NeoCweeny last edited by
I've got a simple question about Kingdom Hearts: do I have to be a fan of Disney?
- There's a lot of action involved. Some games are more about boss fights and set piece moments than stealth.
- The storyline as a whole is convoluted but when I'm playing the games I find it pretty easy to follow for the most part.
- If you dislike it because of the gameplay, stick with it because it gets better.
- The first two games are very short (around 8 hours). 3 and 4 are a bit longer (around 12). 5 is really long, it's a big open world with a lot of side quests.
- A lot, you will love some of it and hate some of it.
- I don't know where to start it's filled with unique systems, it doesn't play like any other video game.
- In MGS1 and 2 it's used a lot to advance the plot, a way for Konami to save money on cutscenes. In the other games it is not used as much anymore. It's mainly used for hints and easter eggs in those games.
- The penalty isn't big, you will never get an instant game over or something like that. You will enter an "alert status", you can either hide and wait untill it blows over or try and fight your way through it (In MGS1 and 2 this a much more difficult thing to do).
- There are a lot of great easter eggs, try to find some of them.
El Shmiablo Banned last edited by
@NeoCweeny I mean, the game is total fanservice for Disney fans. You don't need to know all about the movies to understand the plot or anything, but having an appreciation for the work will really help.
Its like asking if you need to be a Nintendo fan to enjoy Smash Bros. It is an amazing game regardless, but it helps if you know more/have an apprecoation for the source material.
@NeoCweeny First, thank you very much for your feedback! Second, to answer your question, kind of? In the first two areas you'll play in, there's more emphasis on Final Fantasy aspects, but EVERY world you visit afterwards is Disney related until DEEP into the game, and even then there's a Disney subplot. The very last world has a Disney boss, but it's a completely unique experience.

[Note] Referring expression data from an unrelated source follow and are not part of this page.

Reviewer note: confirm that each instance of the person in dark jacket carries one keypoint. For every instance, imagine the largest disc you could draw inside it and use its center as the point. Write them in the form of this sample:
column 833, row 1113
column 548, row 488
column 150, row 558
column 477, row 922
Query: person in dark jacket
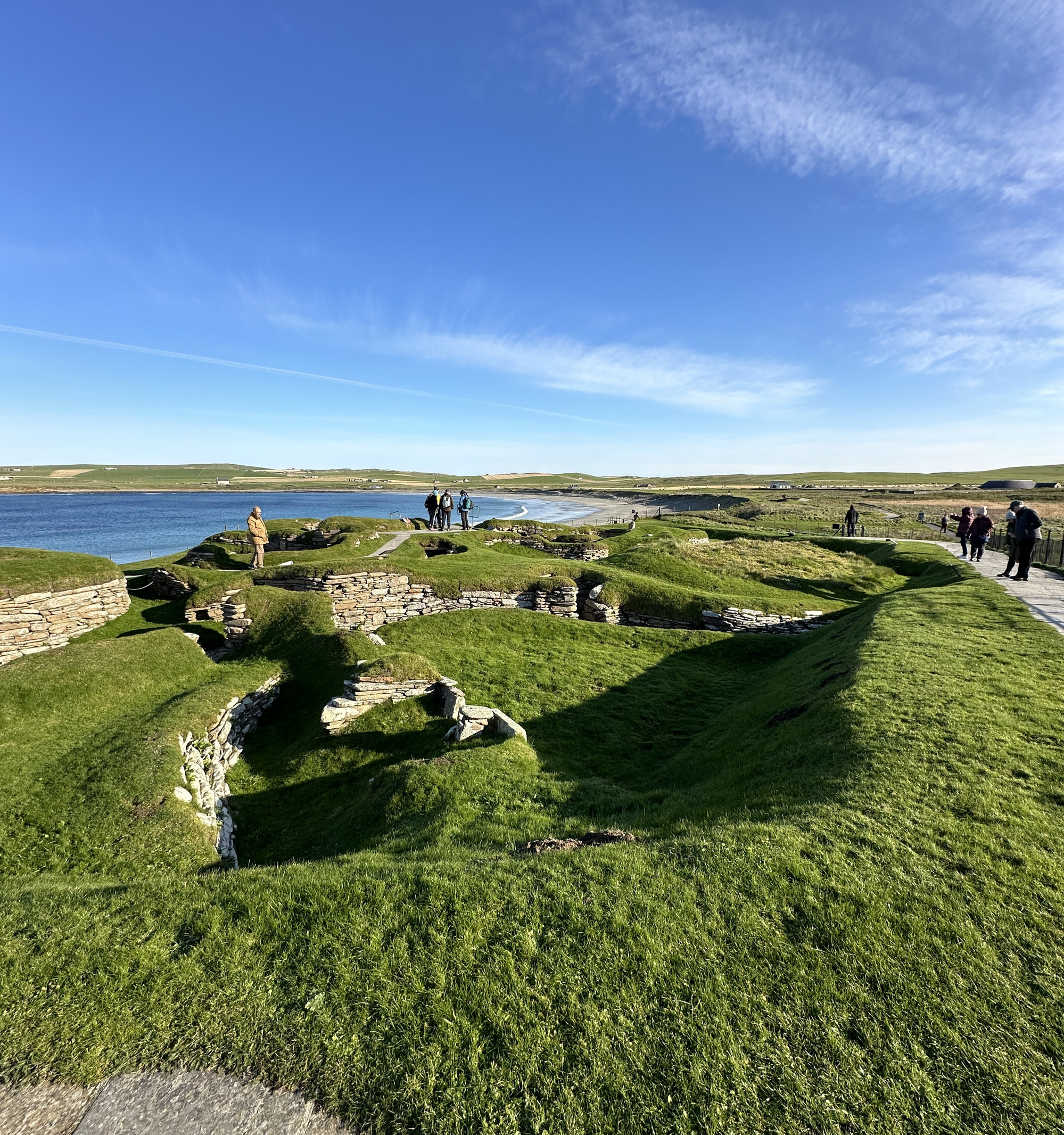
column 1028, row 535
column 980, row 532
column 433, row 504
column 1011, row 538
column 465, row 504
column 964, row 525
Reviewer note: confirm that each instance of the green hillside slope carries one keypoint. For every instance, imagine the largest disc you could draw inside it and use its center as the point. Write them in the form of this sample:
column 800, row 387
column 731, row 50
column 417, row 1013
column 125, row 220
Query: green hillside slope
column 843, row 912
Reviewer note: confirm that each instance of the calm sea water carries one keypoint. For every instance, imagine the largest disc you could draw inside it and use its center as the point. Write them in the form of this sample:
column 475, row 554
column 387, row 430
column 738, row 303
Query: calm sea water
column 128, row 526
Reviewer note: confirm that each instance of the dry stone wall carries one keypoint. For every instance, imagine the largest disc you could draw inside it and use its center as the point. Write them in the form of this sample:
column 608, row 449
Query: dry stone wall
column 361, row 695
column 47, row 620
column 208, row 761
column 230, row 613
column 366, row 601
column 585, row 552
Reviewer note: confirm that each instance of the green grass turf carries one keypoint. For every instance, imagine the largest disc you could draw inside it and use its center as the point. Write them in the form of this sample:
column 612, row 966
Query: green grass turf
column 25, row 571
column 844, row 913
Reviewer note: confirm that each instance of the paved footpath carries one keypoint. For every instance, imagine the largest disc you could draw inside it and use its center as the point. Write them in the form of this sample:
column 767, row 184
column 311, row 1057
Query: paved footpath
column 397, row 538
column 161, row 1104
column 1044, row 593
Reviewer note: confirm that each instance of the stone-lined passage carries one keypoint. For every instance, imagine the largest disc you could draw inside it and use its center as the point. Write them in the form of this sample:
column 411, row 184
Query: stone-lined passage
column 208, row 761
column 360, row 696
column 230, row 613
column 588, row 553
column 366, row 601
column 47, row 620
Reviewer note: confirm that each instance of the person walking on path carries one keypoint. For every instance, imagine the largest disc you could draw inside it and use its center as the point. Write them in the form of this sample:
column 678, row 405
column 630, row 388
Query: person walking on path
column 964, row 526
column 433, row 503
column 1028, row 535
column 980, row 532
column 465, row 504
column 259, row 536
column 1011, row 538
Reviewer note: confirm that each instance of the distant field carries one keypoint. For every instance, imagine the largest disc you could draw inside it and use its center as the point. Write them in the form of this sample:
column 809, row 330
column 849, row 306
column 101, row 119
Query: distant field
column 74, row 476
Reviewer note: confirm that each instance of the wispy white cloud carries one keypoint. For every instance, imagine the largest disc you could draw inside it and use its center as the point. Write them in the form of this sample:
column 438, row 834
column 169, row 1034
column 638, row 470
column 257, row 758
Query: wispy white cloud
column 790, row 96
column 33, row 333
column 698, row 381
column 713, row 383
column 977, row 322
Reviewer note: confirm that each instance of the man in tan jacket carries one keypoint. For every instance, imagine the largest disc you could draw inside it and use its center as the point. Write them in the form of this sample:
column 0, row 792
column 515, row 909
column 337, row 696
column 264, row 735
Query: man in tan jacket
column 259, row 536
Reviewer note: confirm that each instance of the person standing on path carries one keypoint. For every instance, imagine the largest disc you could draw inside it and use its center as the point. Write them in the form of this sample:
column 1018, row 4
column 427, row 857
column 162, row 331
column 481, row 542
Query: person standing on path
column 1028, row 535
column 433, row 503
column 1011, row 538
column 980, row 532
column 465, row 504
column 259, row 536
column 964, row 526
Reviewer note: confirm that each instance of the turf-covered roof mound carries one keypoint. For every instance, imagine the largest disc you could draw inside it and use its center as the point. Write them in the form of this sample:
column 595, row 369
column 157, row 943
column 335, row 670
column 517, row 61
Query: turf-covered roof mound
column 25, row 571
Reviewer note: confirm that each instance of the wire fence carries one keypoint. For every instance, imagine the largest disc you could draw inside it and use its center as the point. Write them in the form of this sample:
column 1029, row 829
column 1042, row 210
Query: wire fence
column 1049, row 551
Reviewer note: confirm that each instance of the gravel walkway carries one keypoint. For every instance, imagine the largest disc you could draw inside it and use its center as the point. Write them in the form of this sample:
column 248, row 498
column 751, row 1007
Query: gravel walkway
column 1044, row 594
column 392, row 545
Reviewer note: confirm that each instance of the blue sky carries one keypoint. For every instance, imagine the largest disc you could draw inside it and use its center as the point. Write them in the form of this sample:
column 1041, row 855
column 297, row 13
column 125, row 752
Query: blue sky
column 487, row 236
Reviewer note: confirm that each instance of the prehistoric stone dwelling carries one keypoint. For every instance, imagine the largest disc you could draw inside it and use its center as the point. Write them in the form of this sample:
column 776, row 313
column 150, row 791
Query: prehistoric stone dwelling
column 46, row 620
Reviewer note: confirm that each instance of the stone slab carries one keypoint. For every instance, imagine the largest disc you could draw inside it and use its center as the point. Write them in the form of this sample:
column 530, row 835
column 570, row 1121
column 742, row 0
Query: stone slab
column 200, row 1104
column 44, row 1109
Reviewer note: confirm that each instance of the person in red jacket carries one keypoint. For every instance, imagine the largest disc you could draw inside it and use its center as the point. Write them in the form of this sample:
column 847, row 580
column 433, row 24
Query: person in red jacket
column 980, row 532
column 964, row 526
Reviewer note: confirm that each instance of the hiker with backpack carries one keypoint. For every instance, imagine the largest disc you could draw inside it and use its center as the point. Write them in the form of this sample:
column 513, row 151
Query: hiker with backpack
column 979, row 534
column 447, row 504
column 465, row 505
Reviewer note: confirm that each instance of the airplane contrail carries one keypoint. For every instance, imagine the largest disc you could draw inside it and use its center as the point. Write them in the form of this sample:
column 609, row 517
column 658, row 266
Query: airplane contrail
column 283, row 371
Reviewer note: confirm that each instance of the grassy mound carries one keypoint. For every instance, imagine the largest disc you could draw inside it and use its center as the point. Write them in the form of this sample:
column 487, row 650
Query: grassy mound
column 400, row 667
column 843, row 913
column 25, row 571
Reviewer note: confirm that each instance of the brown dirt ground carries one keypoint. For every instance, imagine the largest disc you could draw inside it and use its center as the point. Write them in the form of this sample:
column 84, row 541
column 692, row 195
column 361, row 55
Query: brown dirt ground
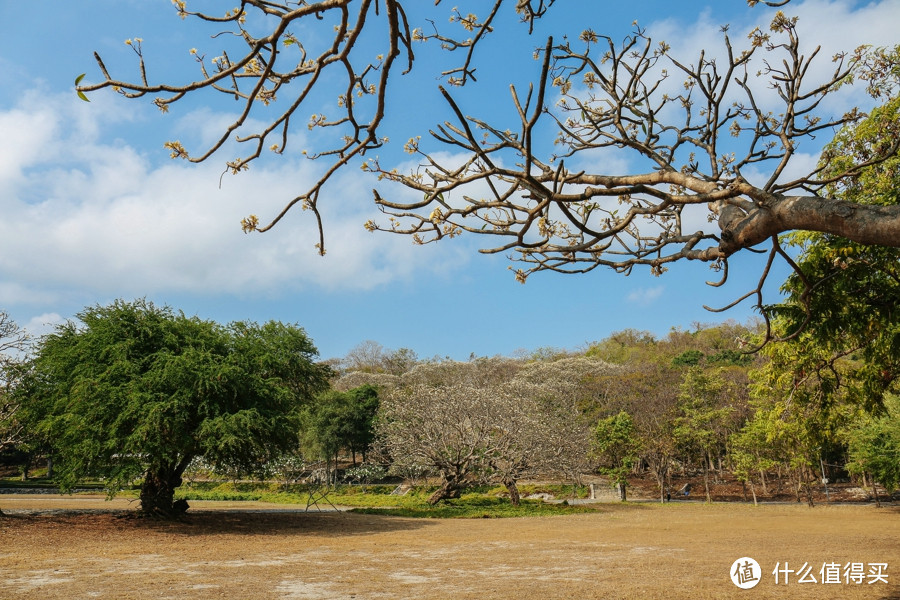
column 250, row 551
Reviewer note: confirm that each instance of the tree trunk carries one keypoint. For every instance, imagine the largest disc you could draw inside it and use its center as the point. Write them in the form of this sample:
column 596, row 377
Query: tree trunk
column 158, row 492
column 706, row 482
column 450, row 488
column 513, row 490
column 875, row 492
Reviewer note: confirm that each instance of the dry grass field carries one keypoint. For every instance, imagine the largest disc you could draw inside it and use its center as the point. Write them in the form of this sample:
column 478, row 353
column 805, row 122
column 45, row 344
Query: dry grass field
column 639, row 550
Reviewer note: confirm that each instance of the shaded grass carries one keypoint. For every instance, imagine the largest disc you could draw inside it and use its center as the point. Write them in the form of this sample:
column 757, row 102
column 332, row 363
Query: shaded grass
column 476, row 506
column 480, row 502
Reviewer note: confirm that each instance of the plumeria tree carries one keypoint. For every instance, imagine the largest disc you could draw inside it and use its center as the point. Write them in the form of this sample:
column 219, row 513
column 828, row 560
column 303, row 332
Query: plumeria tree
column 696, row 129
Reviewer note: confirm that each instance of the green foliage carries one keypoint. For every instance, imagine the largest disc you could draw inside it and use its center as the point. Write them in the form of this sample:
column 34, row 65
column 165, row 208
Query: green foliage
column 846, row 303
column 874, row 445
column 136, row 391
column 688, row 358
column 341, row 420
column 616, row 446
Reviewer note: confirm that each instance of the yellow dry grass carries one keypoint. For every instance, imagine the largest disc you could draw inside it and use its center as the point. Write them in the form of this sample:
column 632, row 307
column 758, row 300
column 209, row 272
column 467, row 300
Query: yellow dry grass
column 622, row 551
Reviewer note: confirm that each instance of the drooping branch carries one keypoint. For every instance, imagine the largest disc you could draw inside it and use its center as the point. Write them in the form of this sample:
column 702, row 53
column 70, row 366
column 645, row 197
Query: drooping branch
column 257, row 67
column 622, row 98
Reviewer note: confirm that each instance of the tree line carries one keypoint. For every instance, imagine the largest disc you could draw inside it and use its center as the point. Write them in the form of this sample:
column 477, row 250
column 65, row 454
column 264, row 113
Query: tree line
column 138, row 394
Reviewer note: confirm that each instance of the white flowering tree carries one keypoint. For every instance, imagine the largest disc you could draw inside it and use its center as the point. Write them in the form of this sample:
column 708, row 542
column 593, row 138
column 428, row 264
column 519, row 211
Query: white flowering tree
column 490, row 420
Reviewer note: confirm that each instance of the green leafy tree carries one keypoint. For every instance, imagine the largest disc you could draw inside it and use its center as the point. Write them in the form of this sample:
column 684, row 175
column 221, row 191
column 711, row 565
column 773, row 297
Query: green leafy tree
column 135, row 391
column 14, row 345
column 874, row 447
column 617, row 447
column 843, row 307
column 340, row 421
column 705, row 417
column 751, row 455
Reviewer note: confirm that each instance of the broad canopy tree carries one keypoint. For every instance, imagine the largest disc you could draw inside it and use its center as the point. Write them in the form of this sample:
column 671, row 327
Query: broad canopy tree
column 697, row 127
column 135, row 392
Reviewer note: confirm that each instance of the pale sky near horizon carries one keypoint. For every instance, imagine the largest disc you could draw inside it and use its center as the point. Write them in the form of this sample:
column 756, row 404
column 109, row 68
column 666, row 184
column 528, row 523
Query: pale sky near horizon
column 93, row 209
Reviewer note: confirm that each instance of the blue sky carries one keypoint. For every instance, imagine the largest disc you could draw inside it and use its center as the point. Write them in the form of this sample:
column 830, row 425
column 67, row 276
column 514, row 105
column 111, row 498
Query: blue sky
column 93, row 209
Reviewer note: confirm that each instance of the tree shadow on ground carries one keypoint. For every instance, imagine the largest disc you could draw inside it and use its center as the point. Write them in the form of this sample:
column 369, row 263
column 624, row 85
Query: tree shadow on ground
column 231, row 522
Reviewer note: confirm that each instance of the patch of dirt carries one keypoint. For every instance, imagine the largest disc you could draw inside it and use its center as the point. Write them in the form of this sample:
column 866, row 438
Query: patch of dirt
column 669, row 551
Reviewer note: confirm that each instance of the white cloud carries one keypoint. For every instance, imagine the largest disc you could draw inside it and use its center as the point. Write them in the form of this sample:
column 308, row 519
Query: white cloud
column 85, row 213
column 645, row 296
column 42, row 324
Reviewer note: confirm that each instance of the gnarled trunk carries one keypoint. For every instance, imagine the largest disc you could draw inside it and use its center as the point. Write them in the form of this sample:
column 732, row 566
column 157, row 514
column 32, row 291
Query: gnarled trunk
column 158, row 492
column 514, row 498
column 450, row 488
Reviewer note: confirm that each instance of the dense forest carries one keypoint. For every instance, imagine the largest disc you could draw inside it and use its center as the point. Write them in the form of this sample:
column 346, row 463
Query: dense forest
column 164, row 397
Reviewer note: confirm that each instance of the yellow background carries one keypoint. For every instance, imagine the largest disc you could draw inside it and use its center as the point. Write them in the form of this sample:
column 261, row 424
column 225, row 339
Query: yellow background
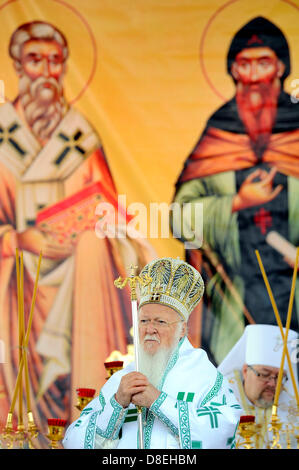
column 148, row 99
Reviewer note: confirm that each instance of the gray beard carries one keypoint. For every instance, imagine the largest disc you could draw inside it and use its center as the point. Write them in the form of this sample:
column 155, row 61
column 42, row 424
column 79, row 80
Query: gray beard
column 153, row 366
column 43, row 107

In short, I don't THINK so, but Kingdom Hearts is a Disney game with Final Fantasy systems, characters, and overall story structure.
logic__error last edited by
@NeoCweeny El Smiablo said it well, at least having an appreciation for Disney will give you a better experience.
Most of the worlds are pretty self contained and have an alternate universe for the respective Disney franchise, which borrows from the events in each film. So if you've seen the movie that world, and the scenario inside, will be familiar and if not they explain things enough that it won't be confusing.
If you really dislike Disney though it would probably be tough to get through.